BP Solar unveiled plans yesterday for a $70 million expansion of its manufacturing plant off Interstate 70, which will give it twice the capacity to produce solar panels and create 70 new jobs.

When completed, it will be the largest integrated solar manufacturing plant in North America, the company said.

Construction at the facility, which serves as BP Solar International’s North American headquarters, will begin next year and is expected to be completed in 2008.

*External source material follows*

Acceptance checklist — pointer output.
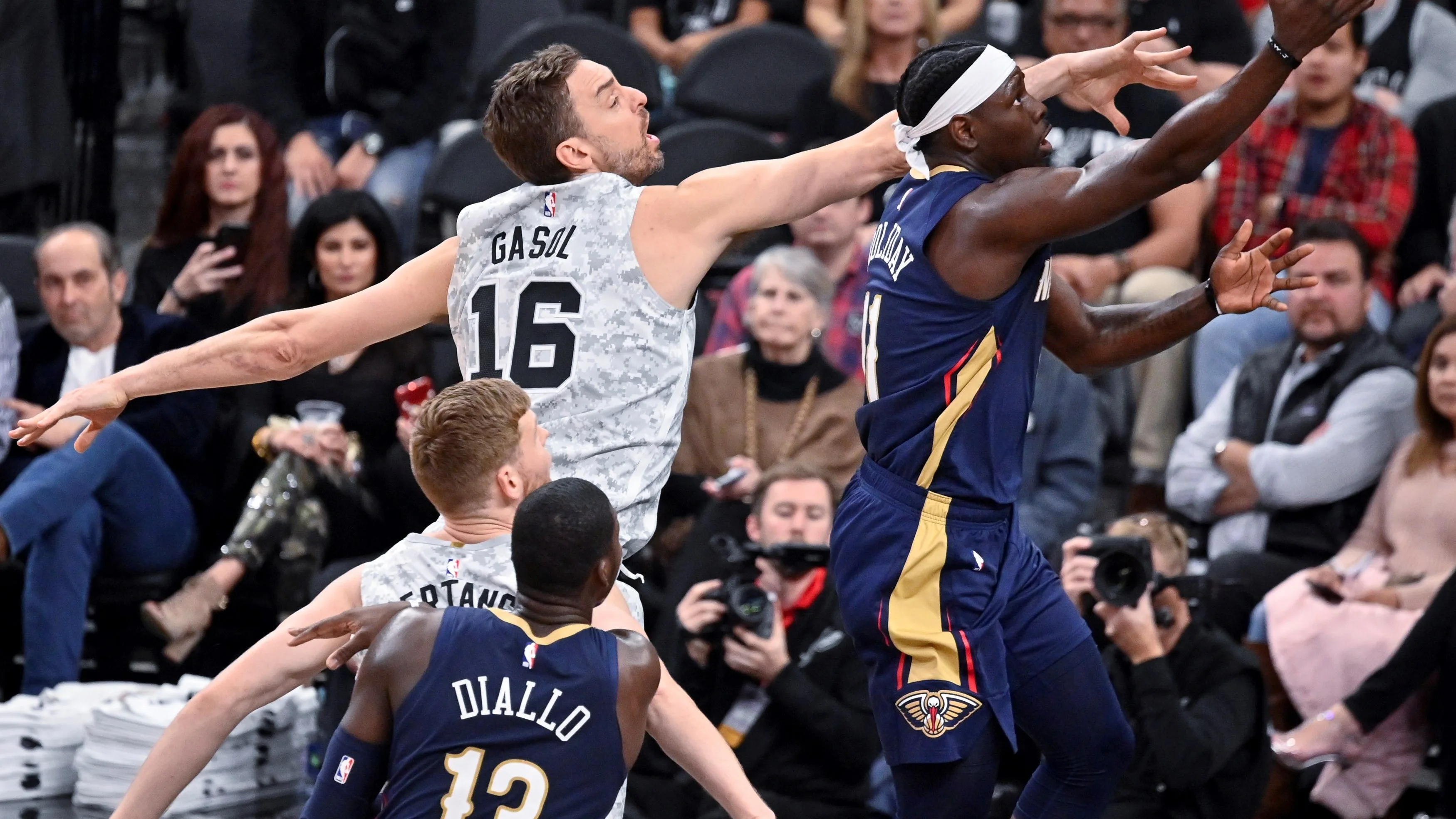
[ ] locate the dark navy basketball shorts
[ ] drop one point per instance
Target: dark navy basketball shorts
(950, 607)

BP Solar, which has 2,200 employees worldwide, produces solar electric systems for residential and commercial customers. The plant in Frederick is one of the few that make the panels from start to finish; it takes crude silicon, casts and sizes it into square silicon wafers – just 200 microns to 300 microns thick – and assembles them as solar panels.

The expansion is the second significant one BP Solar has announced at the plant in the past two years. Last year, the company wrapped up a $25 million expansion that doubled the plant’s capacity and introduced faster, more efficient manufacturing equipment.

The jobs being added over the next couple of years will be both technical and in manufacturing, and many won’t require a high school diploma, said BP Solar chief executive Lee Edwards.

“So far, we haven’t had a problem attracting quality people,” Edwards said. The company did not receive any state or local tax breaks or other incentives toward the expansion.

The 140,000-square-foot expansion includes manufacturing, warehouse and meeting space. It also will have environmentally friendly features, such as water recycling and energy-efficient lighting, heating and cooling.

The roof will have solar panels and a garden, which further reduce heating and cooling requirements. And the plant’s 200 employees will get a new cafeteria and auditorium.

In the building where the silicon wafers are made, many employees yesterday sat at stations, monitoring the sophisticated machines doing the work. It’s a great improvement over a few years ago, said Hank Zuretti, project manager for the expansion, when much of the process was manual.

BP Solar joins Lockheed Martin Corp., Fort Detrick and the National Cancer Institute in expanding at Frederick, said Richard Griffin, the city’s economic development director.

Gaithersburg-based MedImmune Inc. is building a $250 million facility next door to BP Solar, he said.

“They’re competing against the world in manufacturing these things, and they’re doing it efficiently and cost-effectively in Frederick,” Griffin said.

While the oil giant is banking on solar power becoming more popular, it is still expensive. Unlike plugging a cord into an electrical socket, consumers of solar power must make an upfront investment in hardware.

But with energy prices on the rise and the cost of solar power coming down, Edwards said, he anticipates a “crossover point” where more consumers will make the switch. However, he noted that many states do not offer incentives that make the investment more affordable.

Maryland residents can apply for grants of up to $3,000 toward the cost of a photovoltaic system of solar panels — which can cost at least $20,000 for a single-family home and $2,000 for a solar water heating system.

Homeowners can also apply for a federal income tax credit of 30 percent of the cost of the system, up to $2,000.

“The incentives available in the U.S. have not been as motivating as in other markets,” Edwards said.

And so BP Solar is focused on markets that have embraced solar energy and offer taxpayers more incentives to invest in solar systems, such as Germany, which allows residents to “sell” their unused power into the country’s power grid.

The Frederick plant exports its products to BP Solar’s plants in Madrid, Spain, and Bangalore, India, to supply demand overseas, Edwards said.